Il fioretto femminile si presenta domani all’appuntamento con 12 atlete che saranno accompagnate nella tre giorni tedesca dal Commissario tecnico Andrea Cipressa e dai maestri Simone Piccini e Giovanna Trillini. Venerdì per la fase a gironi saranno protagoniste Martina Batini, Elisabetta Bianchin, Erica Cipressa, Martina Favaretto, Beatrice Monaco, Francesca Palumbo, Martina Sinigalia ed Elisa Vardaro. Le altre quattro azzurre: Alice Volpi, Arianna Errigo, Elisa Di Francisca e Camilla Mancini, sono invece ammesse di diritto, come teste di serie, al tabellone principale che prenderà il via sabato mattina.

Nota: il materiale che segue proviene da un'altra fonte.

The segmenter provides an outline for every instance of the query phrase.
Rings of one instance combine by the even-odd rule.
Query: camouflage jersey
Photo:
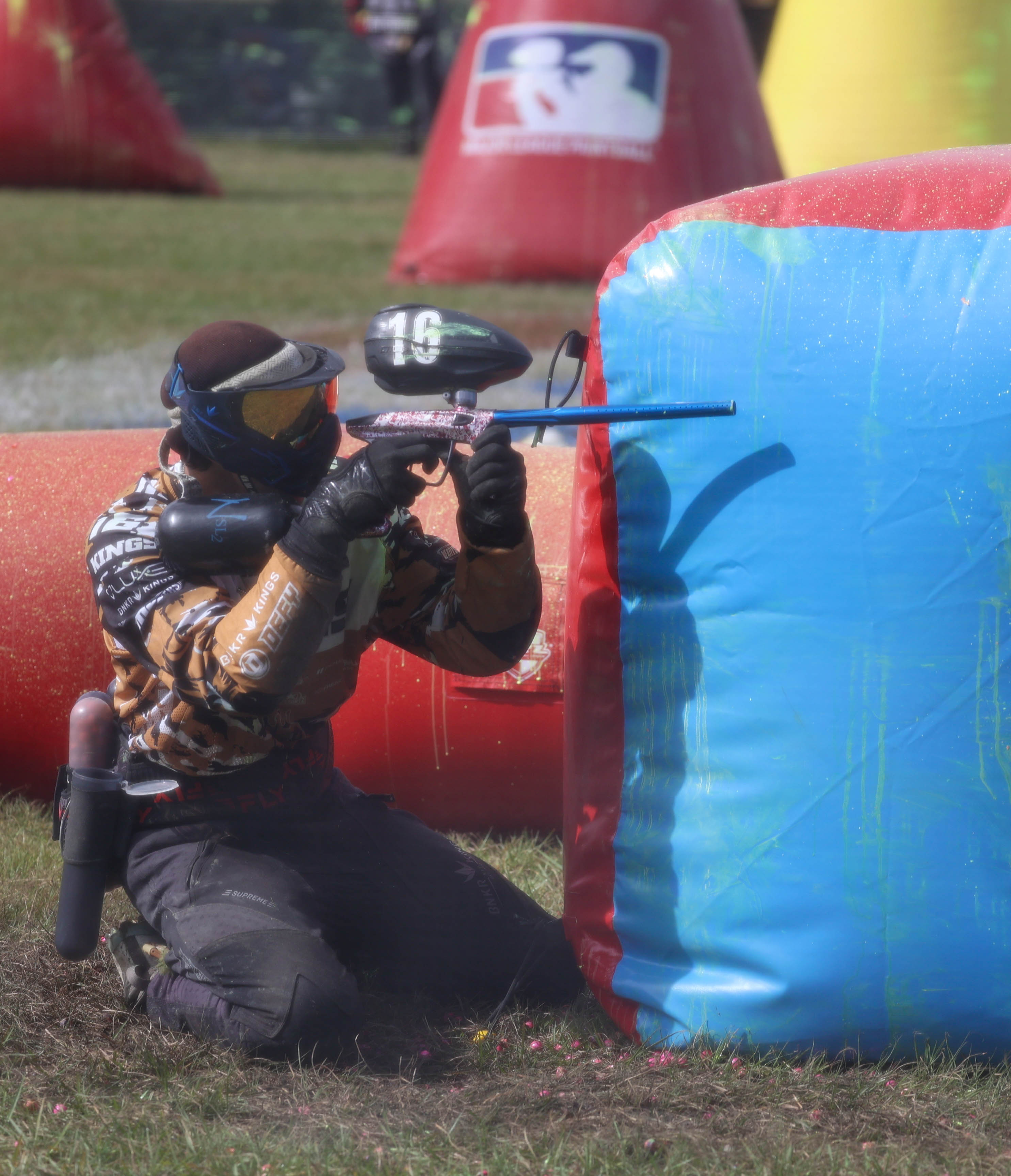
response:
[[[87,562],[133,756],[185,776],[234,771],[295,748],[351,696],[377,639],[458,674],[522,655],[541,582],[529,533],[515,548],[462,550],[407,512],[381,539],[348,544],[340,581],[275,548],[259,575],[182,573],[155,528],[179,497],[146,473],[92,527]],[[317,724],[316,724],[317,726]],[[340,748],[337,759],[340,759]]]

Domenica poi sarà il giorno della gara a squadre. L'Italia, reduce dal successo dopo diverso tempo maturato a Il Cairo, punta a ribadire il suo ruolo. Il CT Andrea Cipressa è intenzionato, alla vigilia, ad affidarsi al quartetto composto da Alice Volpi, Arianna Errigo, Elisa Di Francisca e Martina Batini.
A San Pietroburgo, invece, sarà impegnata, nella tappa di Coppa del Mondo, la formazione di fioretto maschile. Anche in questa occasione, saranno dodici i rappresentanti in azzurro. Alessio Foconi, Daniele Garozzo, Giorgio Avola ed Andrea Cassarà, che saranno anche i protagonisti della gara a squadre in programma domenica, sono anche i quattro azzurri già ammessi al main draw. A conquistare il pass, invece, questo venerdì ci saranno Valerio Aspromonte, Guillaume Bianchi, Davide Filippi, Francesco Ingargiola, Edoardo Luperi, Tommaso Marini, Lorenzo Nista e Damiano Rosatelli. A seguire gli azzurri in Russia saranno i maestri Fabio Galli, Eugenio Migliore e Filippo Romagnoli.